As observed above, following HDM challenge, AT2 cells were reduced in prevalence while AP and BAS cells were increased in WT-Sal and KO-Sal mice (Figure 2 and Table S2). It is well established that AT2 cells can differentiate from AP and BAS cells ^{84, 85}. Therefore, single-cell trajectory analysis was performed to explore the roles of HDM and/or Tet1 KO in AT2 cell differentiation (Figure S4/S5). Initially, AT2, AP, and BAS cells from all groups were combined (Figure S4A) and then cell fates were separated at branch point 4 (Figure S4B). Our data support that AT2 cells differentiated from AP and BAS cells. Comparing WT-Sal to WT-HDM and KO-Sal to KO-HDM, HDM challenged cells have a different cell type distribution than saline treated cells (Figure S4C-4H).
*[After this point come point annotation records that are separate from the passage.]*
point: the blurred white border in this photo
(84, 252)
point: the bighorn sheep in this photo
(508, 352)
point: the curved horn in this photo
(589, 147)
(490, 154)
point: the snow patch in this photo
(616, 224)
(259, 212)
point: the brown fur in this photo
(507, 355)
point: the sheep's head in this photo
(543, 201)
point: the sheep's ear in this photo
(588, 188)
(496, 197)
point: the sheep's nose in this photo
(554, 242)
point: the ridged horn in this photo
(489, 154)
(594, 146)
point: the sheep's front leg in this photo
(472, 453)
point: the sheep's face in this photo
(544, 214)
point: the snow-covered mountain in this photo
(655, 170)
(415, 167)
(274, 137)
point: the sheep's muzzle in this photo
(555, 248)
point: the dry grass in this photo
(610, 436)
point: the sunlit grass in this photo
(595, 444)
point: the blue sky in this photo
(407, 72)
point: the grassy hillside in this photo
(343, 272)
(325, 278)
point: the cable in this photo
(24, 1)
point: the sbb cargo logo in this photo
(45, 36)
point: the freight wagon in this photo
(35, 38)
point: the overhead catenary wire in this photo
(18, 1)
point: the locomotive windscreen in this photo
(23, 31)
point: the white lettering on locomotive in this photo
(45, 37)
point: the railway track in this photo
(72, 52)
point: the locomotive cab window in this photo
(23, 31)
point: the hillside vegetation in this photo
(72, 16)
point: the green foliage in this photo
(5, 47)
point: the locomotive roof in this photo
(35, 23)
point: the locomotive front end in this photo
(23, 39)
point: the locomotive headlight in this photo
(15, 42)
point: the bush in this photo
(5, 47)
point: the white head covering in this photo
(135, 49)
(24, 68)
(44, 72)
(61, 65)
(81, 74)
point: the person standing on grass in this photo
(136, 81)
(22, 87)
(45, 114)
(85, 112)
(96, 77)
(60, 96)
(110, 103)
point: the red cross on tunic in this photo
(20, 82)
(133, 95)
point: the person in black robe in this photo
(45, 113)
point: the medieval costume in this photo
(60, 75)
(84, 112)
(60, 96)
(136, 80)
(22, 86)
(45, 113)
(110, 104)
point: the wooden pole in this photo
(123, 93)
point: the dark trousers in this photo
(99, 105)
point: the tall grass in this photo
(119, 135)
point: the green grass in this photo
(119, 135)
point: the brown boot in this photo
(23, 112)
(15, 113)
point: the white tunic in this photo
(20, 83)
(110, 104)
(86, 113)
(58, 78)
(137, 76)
However, this was not observed in the WT-Sal vs KO-Sal comparison, as no clear branch point was identified to separate cell fates (Figure S4I-4K). Thus, the heatmap of this comparison could not be generated (Figure S5). Deletion of Tet1 had no significant effects on the AP AT2 or BAS AT2 trajectories (Figure S4I-4N). Combined with previous evidence in Figure S4 and Table S2, these results suggest that HDM-induced AT2 cells injury promoted the proliferation and differentiation of AP cells and BAS. Meanwhile, Tet1 knockout did not appear to affect the differentiation of AP cells and BAS into AT2 cells.